MISIONEROS – Crónicas (28/01/13)

El pasado Lunes comenzó el día con mucho sueño, un poco de dolor de cabeza y de tos por el constipado y, para qué negarlo, con un poco de pereza. Pero en ese día hay algo diferente. Te despiertas por una razón distinta. Te levantas de la cama, no para dedicarte a ti o para hacer algo por ti; te levantas para entregar tu mañana. Lo mejor de esto es que al despertar casi no eres consciente de ello pero por alguna razón te mueves con alegría, te pones el polo rojo, te colocas el brazalete y pones rumbo “acelerado”, porque probablemente se te haya echado el tiempo encima, hacia el Mater.

Al principio, te encuentras un poco descolocada. Siempre hay caras nuevas por muchas veces que misiones. Pero todo encaja cuando te das cuenta de que ahora, y no desde hace mucho, la misión empieza en la capilla junto al Señor. Bajas a la capilla y poco a poco esas ganas de llevar tu tiempo a los demás crecen. Con cada momento frente a la custodia y con cada palabra de la meditación sobre el milagro de las bodas de Caná vas entendiendo mejor porque tienes que estar en esa capilla a esas horas y no en tu cama.

Finalmente, te proponen una iniciativa nueva: “Quien quiera puede hacer fila para recibir la bendición del Santísimo”. Nunca deja de haber sorpresas. Y así, sin más, sales de esa capilla completamente distinta a como entraste. Dios te ha enviado a misionar y todo se ve de otro color.

Conoces a tu reunión, siempre descubriendo misioneras nuevas, con ganas de conocer lo que implica entregarse a los demás. Durante la reunión, con sólo leer el papel, te das cuenta de que casi siempre somos las jefas a las que nos queda mucho por aprender con cada línea. Intentas explicar lo mejor que puedes el tema de la reunión, y sin saberlo, quizás por esa petición que has hecho en la capilla de poder ayudar a tu reunión, Dios va poniendo palabras en boca de todas que van aumentando las ganas de salir al mundo a llevar la palabra de Dios a los hombres. Crece así, entre todas, la “sed de almas”.

No importa si te ha tocado asilo, cotolengo, casa cuna o cualquier otro destino. Vamos a entregarle nuestro tiempo a Dios. Y así, la mañana, transcurre en todo momento con alegría.

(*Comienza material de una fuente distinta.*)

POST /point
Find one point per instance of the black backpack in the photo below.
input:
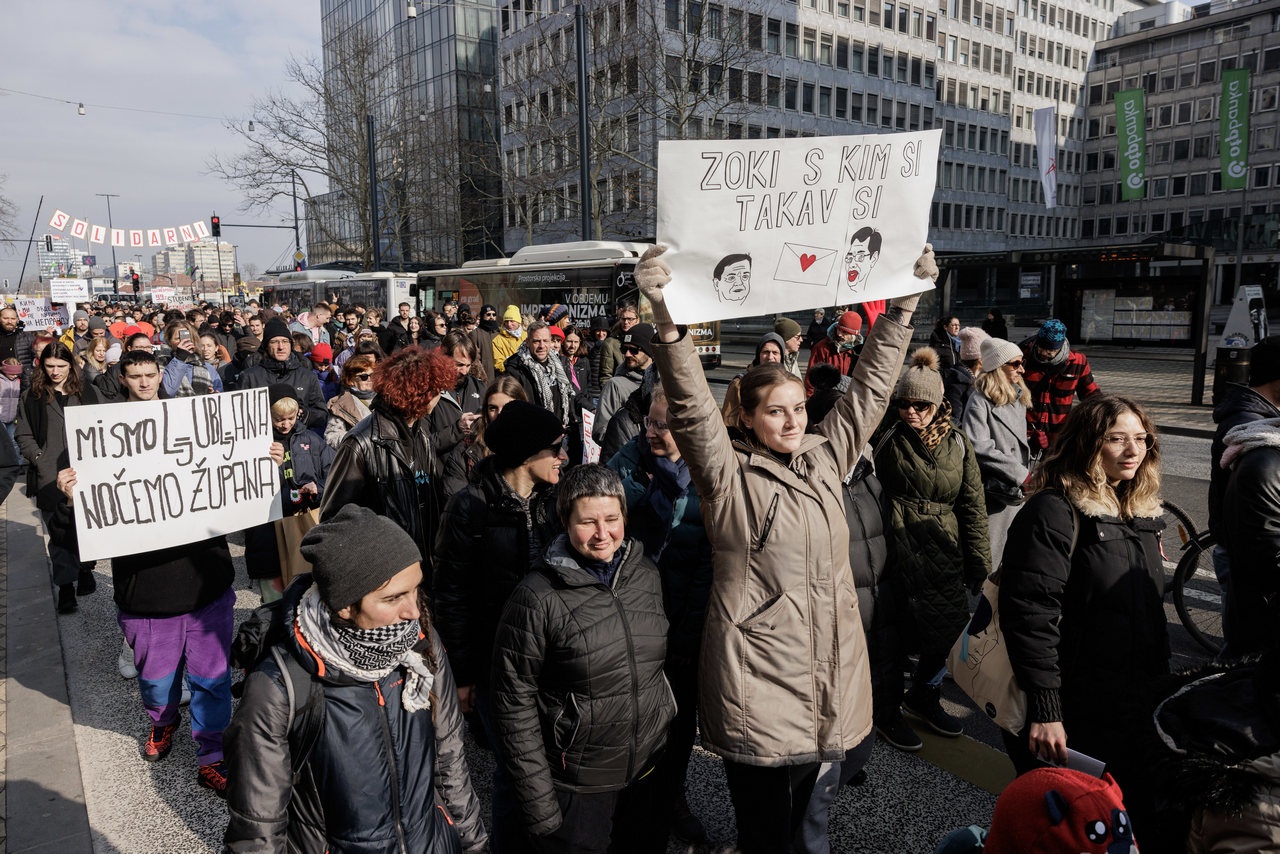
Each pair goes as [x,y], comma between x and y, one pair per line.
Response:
[263,635]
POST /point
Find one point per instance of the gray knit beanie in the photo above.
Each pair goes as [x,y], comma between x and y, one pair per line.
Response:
[355,553]
[922,380]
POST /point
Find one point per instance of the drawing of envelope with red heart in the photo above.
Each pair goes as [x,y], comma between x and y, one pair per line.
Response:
[805,264]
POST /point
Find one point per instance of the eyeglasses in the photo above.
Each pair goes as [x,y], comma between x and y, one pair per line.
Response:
[1118,441]
[658,427]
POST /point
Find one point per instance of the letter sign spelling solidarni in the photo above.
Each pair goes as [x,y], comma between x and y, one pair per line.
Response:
[159,474]
[768,225]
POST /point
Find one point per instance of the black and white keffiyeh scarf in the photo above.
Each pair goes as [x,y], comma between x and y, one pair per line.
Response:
[368,654]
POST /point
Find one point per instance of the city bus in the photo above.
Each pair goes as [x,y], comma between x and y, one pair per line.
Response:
[590,278]
[302,290]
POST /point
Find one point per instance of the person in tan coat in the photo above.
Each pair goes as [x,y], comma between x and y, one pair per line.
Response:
[785,679]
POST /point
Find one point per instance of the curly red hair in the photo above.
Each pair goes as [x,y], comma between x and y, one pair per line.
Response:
[411,378]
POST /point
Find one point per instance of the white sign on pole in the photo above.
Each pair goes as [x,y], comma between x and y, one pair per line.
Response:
[158,474]
[39,314]
[68,290]
[768,225]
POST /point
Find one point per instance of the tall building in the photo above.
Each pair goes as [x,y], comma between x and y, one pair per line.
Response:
[781,68]
[426,81]
[1176,55]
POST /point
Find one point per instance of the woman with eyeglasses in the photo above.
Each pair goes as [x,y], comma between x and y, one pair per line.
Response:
[1080,598]
[784,672]
[937,542]
[351,406]
[995,420]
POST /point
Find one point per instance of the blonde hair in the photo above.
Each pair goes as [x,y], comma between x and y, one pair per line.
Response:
[995,386]
[1074,464]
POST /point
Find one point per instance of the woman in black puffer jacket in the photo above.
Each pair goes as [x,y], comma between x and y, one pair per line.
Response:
[580,698]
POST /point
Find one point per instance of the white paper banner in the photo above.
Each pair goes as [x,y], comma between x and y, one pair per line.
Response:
[39,314]
[768,225]
[68,290]
[164,473]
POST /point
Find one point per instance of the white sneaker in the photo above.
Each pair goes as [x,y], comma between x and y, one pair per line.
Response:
[124,662]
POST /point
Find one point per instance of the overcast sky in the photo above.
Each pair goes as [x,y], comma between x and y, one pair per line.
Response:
[208,59]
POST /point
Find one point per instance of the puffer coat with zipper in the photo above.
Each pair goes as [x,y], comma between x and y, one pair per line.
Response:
[580,697]
[378,780]
[937,526]
[784,662]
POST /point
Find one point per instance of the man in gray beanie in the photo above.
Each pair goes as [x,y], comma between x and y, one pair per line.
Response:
[364,679]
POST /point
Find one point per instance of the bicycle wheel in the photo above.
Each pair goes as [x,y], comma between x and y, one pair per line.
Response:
[1198,597]
[1179,530]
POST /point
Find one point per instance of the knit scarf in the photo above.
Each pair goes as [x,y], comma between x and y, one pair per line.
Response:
[368,654]
[552,383]
[1251,435]
[938,428]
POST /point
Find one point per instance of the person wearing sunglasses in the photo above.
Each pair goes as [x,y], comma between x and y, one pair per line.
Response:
[784,671]
[995,420]
[492,534]
[1082,603]
[351,405]
[937,543]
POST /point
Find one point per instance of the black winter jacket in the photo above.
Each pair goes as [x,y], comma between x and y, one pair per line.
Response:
[391,469]
[373,782]
[1087,628]
[297,373]
[1239,406]
[487,543]
[580,698]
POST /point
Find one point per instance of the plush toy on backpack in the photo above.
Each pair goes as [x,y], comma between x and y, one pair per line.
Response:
[1051,811]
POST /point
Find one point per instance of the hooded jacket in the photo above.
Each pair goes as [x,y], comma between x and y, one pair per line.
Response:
[1240,405]
[378,780]
[784,662]
[488,540]
[580,697]
[295,371]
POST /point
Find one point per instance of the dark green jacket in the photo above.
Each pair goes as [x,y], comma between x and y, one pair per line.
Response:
[937,526]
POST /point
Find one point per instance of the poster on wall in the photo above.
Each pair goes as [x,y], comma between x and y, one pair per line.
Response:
[760,227]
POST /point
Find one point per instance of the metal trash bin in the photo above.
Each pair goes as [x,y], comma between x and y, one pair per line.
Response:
[1232,366]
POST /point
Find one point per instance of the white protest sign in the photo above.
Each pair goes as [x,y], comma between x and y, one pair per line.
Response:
[156,474]
[68,290]
[39,314]
[768,225]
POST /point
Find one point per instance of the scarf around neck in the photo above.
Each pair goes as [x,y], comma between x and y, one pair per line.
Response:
[368,654]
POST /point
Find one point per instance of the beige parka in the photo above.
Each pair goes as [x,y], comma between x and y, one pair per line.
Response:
[784,676]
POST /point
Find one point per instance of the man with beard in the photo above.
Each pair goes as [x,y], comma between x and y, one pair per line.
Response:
[16,343]
[282,365]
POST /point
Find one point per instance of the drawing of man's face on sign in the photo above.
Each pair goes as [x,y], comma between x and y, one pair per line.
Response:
[732,278]
[862,256]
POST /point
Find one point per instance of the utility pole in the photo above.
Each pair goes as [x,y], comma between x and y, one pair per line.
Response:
[115,269]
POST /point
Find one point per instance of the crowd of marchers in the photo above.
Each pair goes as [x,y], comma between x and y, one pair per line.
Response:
[778,578]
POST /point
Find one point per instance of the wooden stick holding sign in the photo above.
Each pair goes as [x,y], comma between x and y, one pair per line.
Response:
[762,227]
[156,474]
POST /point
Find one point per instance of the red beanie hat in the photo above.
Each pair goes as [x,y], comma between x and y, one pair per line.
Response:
[1052,811]
[850,322]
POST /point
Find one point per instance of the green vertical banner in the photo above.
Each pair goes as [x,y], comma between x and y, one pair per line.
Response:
[1132,144]
[1234,128]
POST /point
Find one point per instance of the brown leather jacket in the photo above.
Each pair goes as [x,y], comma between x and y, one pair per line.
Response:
[785,677]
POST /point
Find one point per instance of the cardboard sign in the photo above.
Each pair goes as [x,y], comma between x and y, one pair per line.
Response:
[165,473]
[760,227]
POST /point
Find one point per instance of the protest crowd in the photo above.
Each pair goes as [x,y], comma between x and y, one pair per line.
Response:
[781,579]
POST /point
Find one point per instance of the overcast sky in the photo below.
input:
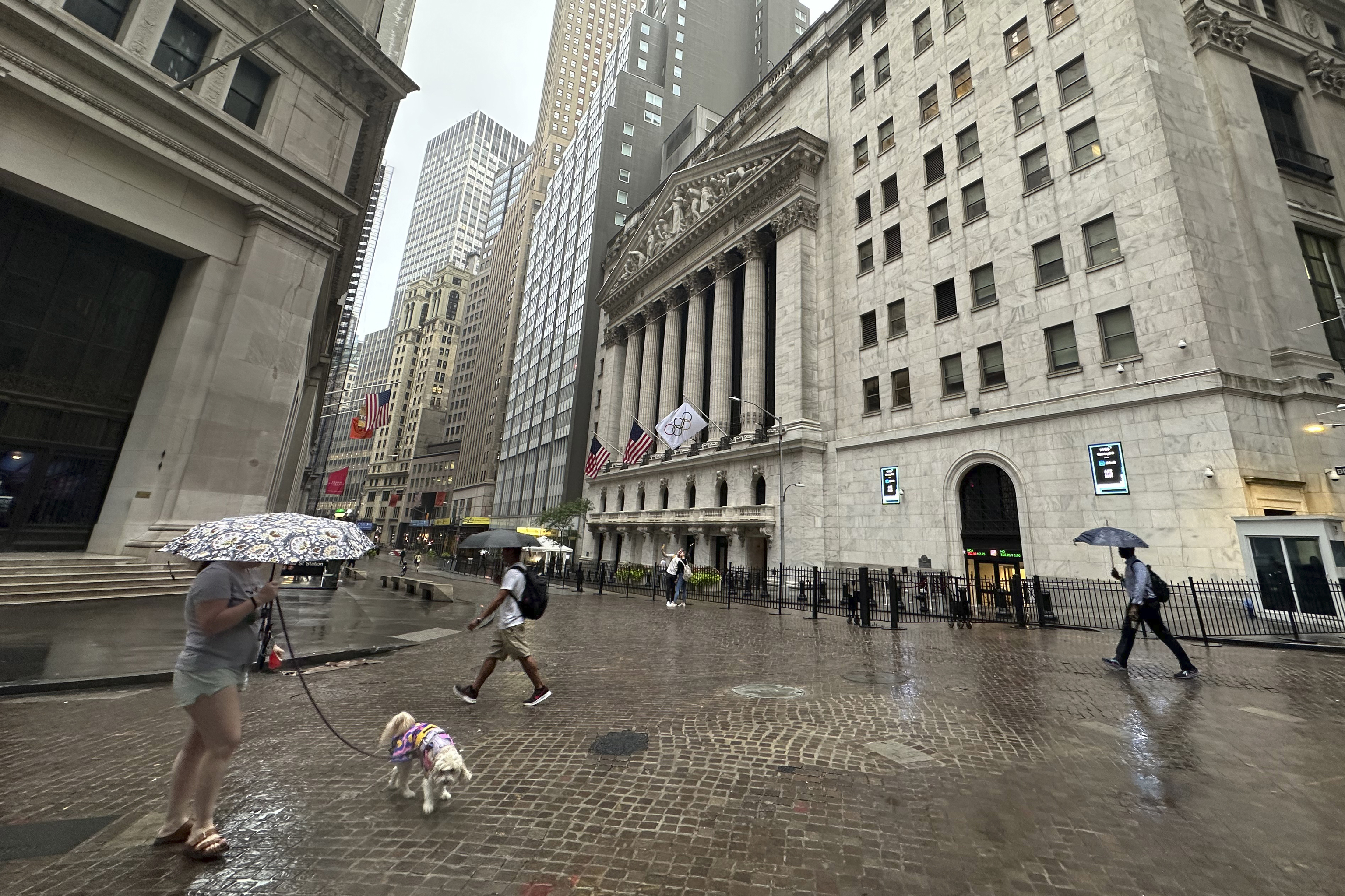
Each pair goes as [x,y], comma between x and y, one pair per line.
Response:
[466,56]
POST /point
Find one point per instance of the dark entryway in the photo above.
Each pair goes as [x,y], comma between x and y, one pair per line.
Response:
[990,538]
[80,316]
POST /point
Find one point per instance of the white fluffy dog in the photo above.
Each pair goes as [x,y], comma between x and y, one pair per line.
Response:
[409,741]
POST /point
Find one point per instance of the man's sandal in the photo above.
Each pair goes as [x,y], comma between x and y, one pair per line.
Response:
[176,837]
[209,848]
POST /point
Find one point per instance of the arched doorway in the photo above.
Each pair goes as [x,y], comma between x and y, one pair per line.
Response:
[992,543]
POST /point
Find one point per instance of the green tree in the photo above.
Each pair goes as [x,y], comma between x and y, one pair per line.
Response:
[564,518]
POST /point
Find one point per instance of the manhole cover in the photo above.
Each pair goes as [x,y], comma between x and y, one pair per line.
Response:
[876,678]
[620,743]
[768,691]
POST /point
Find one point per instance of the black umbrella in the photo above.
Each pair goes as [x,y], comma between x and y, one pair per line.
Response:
[1112,537]
[500,538]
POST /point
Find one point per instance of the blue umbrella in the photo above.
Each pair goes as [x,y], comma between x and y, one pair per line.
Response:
[1112,537]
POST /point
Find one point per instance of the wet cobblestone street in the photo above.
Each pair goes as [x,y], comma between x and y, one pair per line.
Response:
[931,761]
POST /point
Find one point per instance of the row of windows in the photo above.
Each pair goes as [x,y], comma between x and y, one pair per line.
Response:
[181,52]
[1116,329]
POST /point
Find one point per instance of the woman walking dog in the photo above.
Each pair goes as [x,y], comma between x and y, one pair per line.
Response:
[222,633]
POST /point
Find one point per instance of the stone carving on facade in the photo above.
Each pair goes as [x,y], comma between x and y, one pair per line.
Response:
[1325,74]
[1207,28]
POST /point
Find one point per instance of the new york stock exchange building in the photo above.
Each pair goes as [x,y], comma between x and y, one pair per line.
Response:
[988,285]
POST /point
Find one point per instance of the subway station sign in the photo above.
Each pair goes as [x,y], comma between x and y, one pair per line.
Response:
[1109,469]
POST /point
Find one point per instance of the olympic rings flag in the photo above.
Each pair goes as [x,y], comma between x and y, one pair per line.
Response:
[681,425]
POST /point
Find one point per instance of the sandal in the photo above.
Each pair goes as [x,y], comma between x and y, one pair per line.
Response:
[209,848]
[176,837]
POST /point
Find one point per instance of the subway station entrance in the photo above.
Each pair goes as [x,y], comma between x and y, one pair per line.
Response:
[80,316]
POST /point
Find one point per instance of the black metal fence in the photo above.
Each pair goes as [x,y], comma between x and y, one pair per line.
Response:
[887,597]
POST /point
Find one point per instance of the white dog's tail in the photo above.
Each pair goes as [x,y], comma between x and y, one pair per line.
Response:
[396,728]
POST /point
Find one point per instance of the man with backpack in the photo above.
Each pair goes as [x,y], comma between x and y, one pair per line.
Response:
[522,597]
[1146,592]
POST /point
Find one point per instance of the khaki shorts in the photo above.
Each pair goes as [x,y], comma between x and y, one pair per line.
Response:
[510,643]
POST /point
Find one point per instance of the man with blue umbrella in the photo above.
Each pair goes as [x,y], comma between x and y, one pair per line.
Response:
[1144,603]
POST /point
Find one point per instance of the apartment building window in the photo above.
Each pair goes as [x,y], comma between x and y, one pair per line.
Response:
[1084,146]
[1049,257]
[1027,108]
[953,14]
[104,17]
[1118,334]
[248,92]
[890,193]
[1036,170]
[950,368]
[992,365]
[887,136]
[984,286]
[929,104]
[974,201]
[1062,348]
[925,32]
[182,48]
[861,154]
[892,242]
[938,218]
[868,329]
[872,401]
[1017,41]
[901,388]
[1101,241]
[969,146]
[1074,81]
[881,69]
[866,256]
[945,300]
[896,318]
[961,78]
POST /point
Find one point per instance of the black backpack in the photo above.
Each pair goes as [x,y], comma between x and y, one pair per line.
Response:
[1162,591]
[533,603]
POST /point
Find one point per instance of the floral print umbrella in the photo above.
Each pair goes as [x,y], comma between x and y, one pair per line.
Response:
[272,538]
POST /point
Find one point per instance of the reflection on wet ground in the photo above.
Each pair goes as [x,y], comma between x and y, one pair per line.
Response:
[762,756]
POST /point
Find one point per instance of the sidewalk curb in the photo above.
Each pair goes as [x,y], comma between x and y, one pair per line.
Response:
[159,677]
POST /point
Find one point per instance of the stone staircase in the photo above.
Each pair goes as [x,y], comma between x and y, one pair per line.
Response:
[48,578]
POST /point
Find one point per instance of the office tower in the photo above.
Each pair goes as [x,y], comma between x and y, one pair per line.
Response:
[454,196]
[581,42]
[676,72]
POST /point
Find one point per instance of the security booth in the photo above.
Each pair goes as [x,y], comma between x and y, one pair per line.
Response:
[1299,563]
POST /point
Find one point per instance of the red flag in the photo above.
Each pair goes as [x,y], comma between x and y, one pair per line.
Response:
[337,481]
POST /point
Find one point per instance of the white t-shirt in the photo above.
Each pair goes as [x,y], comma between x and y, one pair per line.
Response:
[509,614]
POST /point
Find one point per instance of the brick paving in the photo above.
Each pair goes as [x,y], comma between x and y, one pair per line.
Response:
[977,763]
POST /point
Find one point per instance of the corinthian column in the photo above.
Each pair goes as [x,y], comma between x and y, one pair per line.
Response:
[753,333]
[631,385]
[670,383]
[693,370]
[650,372]
[722,349]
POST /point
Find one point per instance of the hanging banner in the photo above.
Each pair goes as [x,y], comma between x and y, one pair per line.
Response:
[337,481]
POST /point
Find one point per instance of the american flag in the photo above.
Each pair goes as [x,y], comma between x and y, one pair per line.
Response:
[598,457]
[638,446]
[378,409]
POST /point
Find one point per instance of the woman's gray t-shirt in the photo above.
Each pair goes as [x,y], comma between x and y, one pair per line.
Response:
[232,647]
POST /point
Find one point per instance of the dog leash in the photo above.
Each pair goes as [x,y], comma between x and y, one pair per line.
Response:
[299,673]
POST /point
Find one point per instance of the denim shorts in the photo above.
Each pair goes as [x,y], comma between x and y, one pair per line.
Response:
[190,685]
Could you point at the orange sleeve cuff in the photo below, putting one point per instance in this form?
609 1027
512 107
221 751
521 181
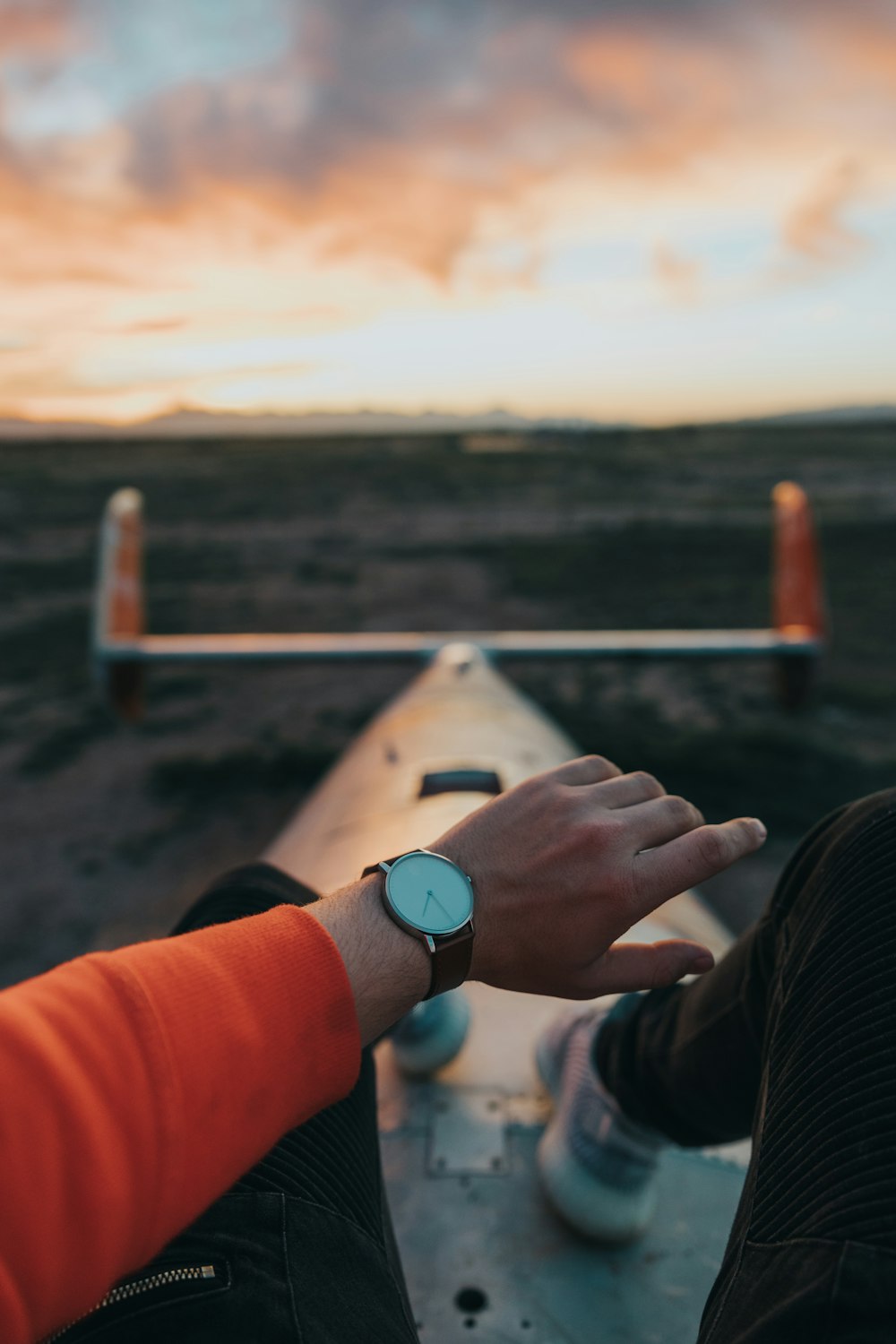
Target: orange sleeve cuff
139 1085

Cruzas la puerta de la residencia, siempre con un poco de “miedo y corte” que se trata de disimular y allí estás, como instrumento de Dios pidiéndole que Él obre a través de ti con aquellos ancianos. Te sientas con uno, sin saber muy bien porque ese y no otro y tratas de llenar ese rato de esa persona tanto como puedas. Porque en ese momento no hay nada más importante que hacer que: mirar, escuchar, hablar, hacer reír o simplemente cuidar o sonreír a ese anciano. Entonces te das cuenta de que sólo en los momentos en los que tú eres lo último que importa, sólo en aquellos momentos en los que el necesitado, el débil, el pobre o el inválido pasan a ocupar tu corazón, sólo entonces puedes dejarte hacer por Dios como un pincel en manos de un artista y sólo entonces, el hombre se realiza totalmente. Es feliz.